Wahl in den Niederlanden: Ein Fest für Europa

Wahl in den Niederlanden : Ein Fest für Europa

Ministerpräsident Mark Rutte hat bei den Parlamentswahlen in den Niederlanden triumphiert. Er hat seinem Land, aber eigentlich auch ganz Europa gezeigt, dass populistische Worthülsen letzten Endes nicht überzeugen.

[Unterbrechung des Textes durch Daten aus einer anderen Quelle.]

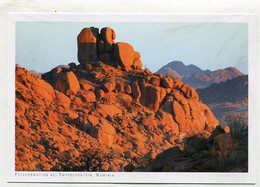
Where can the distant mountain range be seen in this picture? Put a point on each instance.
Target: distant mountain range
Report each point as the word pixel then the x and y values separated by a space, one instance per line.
pixel 196 77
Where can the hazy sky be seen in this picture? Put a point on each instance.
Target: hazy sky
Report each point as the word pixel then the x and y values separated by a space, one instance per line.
pixel 42 46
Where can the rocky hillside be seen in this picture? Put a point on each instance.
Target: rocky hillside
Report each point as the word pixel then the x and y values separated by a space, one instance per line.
pixel 234 90
pixel 105 114
pixel 226 98
pixel 196 77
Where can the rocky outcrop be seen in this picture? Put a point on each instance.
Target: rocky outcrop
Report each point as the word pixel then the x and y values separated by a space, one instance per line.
pixel 67 83
pixel 93 46
pixel 87 44
pixel 96 116
pixel 196 77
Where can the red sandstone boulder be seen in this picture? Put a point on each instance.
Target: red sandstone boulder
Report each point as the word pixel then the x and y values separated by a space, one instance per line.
pixel 167 121
pixel 137 64
pixel 154 80
pixel 136 92
pixel 124 55
pixel 127 89
pixel 167 82
pixel 119 87
pixel 177 83
pixel 67 83
pixel 189 92
pixel 150 96
pixel 104 133
pixel 109 110
pixel 108 86
pixel 108 35
pixel 179 116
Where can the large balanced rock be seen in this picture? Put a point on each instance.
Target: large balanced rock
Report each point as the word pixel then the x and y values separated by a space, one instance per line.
pixel 67 83
pixel 124 55
pixel 87 45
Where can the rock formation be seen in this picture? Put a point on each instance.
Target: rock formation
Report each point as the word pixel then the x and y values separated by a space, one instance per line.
pixel 96 116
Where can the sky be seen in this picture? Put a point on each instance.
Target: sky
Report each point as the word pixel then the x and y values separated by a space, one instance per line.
pixel 41 46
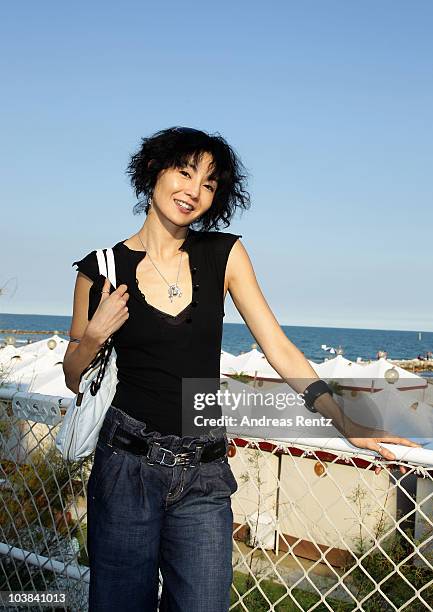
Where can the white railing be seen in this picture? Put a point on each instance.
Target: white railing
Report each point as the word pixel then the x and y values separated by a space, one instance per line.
pixel 314 528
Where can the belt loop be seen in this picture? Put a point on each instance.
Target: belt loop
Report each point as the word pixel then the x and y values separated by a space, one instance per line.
pixel 197 455
pixel 112 431
pixel 149 454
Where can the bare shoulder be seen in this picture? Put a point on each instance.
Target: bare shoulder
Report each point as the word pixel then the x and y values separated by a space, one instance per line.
pixel 80 309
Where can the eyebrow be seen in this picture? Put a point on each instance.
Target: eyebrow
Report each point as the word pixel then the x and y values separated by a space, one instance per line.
pixel 210 177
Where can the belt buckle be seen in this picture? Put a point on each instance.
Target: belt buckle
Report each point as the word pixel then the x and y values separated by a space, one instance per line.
pixel 166 451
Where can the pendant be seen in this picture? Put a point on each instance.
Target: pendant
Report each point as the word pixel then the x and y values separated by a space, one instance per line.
pixel 174 290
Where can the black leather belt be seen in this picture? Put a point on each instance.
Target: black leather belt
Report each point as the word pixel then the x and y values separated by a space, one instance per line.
pixel 155 453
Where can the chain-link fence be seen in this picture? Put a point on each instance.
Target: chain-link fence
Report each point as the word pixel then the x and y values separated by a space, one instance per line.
pixel 314 529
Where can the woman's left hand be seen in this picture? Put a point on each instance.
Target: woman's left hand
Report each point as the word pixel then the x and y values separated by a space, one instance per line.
pixel 370 438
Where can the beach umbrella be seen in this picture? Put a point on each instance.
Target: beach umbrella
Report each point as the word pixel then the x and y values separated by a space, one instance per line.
pixel 392 410
pixel 227 361
pixel 377 371
pixel 254 364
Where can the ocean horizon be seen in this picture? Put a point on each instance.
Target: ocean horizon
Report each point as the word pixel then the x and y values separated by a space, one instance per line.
pixel 355 342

Kontrahent Geert Wilders hatte solche Hülsen immer wieder in die Welt posaunt, schnitt aber deutlich schlechter ab, als man es ihm zuvor zugetraut hatte. Sein lächerliches Wahlprogramm, das auf einer Din-A4-Seite Platz findet, war schon ein Beweis dafür, wie wenig Inhalt in Wilders' Aussagen steckte: Alle Moscheen schließen, den Koran verbieten, Flüchtlinge nicht mehr ins Land lassen. Wilders schürte Angst, verunglimpfte und beleidigte. Politik war das nie, sondern Theater. Das spielte er zugegeben gut. Aber mit Theater gewinnt man in einem demokratischen Land keine Wahlen — nur mit Inhalten.

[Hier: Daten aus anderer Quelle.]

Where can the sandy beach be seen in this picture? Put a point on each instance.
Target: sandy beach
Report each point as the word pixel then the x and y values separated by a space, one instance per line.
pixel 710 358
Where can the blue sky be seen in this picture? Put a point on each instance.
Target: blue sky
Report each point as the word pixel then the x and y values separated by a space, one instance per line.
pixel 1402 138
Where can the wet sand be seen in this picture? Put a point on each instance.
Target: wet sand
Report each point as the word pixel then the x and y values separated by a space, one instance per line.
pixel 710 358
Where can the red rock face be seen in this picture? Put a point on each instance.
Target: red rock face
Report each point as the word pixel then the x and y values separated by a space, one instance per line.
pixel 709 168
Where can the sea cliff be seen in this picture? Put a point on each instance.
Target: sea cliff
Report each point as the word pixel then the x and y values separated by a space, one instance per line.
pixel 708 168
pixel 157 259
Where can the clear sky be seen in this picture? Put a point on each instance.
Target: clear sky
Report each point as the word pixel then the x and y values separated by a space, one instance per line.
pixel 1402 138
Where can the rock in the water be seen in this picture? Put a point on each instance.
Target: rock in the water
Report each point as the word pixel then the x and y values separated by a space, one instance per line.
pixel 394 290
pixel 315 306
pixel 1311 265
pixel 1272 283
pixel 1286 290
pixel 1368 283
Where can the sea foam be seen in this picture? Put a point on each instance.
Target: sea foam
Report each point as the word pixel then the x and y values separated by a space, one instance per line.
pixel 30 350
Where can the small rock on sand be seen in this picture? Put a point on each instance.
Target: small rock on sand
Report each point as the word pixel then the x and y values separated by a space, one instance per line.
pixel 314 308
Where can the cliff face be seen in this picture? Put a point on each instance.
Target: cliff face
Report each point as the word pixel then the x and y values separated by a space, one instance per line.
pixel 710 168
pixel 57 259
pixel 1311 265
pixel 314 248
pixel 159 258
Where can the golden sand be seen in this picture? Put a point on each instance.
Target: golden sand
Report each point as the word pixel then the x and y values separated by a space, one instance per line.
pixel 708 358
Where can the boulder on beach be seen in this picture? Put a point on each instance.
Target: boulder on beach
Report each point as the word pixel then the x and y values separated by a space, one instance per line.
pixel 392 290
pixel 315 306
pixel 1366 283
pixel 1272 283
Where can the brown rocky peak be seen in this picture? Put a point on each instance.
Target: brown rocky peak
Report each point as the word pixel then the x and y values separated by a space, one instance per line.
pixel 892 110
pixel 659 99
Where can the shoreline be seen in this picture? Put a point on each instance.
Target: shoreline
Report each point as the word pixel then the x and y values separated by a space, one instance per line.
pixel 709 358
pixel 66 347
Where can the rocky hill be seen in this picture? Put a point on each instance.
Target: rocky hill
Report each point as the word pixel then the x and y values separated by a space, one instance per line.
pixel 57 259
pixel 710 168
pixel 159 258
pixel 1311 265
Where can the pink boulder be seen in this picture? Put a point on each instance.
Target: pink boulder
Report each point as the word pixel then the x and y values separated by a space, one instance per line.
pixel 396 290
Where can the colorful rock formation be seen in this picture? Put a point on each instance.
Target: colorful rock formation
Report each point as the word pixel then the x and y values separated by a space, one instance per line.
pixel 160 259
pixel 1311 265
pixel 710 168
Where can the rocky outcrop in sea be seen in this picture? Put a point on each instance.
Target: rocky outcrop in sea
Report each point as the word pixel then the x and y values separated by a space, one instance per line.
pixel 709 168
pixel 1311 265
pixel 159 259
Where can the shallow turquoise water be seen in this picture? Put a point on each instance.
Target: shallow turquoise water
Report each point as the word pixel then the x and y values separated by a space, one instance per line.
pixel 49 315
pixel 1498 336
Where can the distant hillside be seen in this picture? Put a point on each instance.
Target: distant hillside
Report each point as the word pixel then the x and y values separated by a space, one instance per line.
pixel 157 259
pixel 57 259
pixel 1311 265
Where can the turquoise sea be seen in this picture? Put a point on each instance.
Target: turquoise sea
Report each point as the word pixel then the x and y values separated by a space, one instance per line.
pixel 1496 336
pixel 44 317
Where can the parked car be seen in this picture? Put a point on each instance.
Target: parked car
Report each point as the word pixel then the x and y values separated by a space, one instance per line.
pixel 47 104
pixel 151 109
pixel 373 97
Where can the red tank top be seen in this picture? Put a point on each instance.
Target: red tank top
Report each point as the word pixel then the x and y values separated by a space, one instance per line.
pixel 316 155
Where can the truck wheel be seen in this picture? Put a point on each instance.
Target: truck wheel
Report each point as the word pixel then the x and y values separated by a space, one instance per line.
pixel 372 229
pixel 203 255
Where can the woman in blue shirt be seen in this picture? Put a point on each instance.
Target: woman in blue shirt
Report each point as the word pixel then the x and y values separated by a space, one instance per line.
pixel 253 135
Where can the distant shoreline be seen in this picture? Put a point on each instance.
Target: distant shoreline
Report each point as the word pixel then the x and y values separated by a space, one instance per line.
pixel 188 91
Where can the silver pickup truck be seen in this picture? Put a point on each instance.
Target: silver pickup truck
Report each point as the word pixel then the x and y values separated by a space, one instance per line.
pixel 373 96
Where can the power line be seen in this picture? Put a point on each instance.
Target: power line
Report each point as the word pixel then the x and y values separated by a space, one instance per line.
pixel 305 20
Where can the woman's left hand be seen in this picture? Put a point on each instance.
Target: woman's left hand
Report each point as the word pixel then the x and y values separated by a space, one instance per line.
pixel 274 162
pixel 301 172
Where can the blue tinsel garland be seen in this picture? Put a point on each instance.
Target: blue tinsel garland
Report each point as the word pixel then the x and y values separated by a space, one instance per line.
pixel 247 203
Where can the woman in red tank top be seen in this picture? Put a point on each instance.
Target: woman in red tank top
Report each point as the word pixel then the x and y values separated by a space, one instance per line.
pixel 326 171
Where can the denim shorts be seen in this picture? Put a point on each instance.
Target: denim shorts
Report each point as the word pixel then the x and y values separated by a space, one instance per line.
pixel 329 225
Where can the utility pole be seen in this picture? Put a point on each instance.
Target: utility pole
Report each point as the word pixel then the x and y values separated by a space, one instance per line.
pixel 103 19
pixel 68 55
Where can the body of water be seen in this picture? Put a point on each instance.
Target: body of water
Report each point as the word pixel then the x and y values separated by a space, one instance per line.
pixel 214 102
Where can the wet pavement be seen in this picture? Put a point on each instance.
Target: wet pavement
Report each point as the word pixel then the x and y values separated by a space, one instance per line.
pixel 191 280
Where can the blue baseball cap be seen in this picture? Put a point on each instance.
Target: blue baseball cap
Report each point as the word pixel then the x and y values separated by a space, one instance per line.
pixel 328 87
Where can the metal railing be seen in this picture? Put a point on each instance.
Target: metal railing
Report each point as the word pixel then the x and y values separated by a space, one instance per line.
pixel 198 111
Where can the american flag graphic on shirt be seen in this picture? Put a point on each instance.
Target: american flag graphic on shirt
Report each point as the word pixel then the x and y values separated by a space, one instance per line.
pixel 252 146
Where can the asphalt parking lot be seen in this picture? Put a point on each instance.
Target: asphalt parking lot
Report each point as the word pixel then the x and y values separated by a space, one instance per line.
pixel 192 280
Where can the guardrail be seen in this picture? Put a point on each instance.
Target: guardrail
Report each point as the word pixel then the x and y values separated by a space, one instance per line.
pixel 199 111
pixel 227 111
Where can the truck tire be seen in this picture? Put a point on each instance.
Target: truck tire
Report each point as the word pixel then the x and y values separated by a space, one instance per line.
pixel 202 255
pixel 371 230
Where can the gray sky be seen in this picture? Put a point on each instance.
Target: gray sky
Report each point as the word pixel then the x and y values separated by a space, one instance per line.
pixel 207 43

Islamischer Staat, Flüchtlingskrise, Donald Trump, Brexit - es war ein Zerreißjahr für Europa. Da ist es bezeichnend, dass es Wilders nicht geschafft hat, den Populismus zum Sieg zu führen. Das macht Hoffnungen für ruhigere Zeiten.

Am Montag hatte Rutte die Parlamentswahl als Viertelfinale im Kampf gegen den Rechtspopulismus bezeichnet. Die Wähler in Frankreich (Halbfinale) und Deutschland (Finale) können es nun den Niederländern gleichtun und die rechten Schreihälse in Form des Front National sowie der AfD zum Schweigen bringen. Es wäre ein wahres Fest für die Demokratie.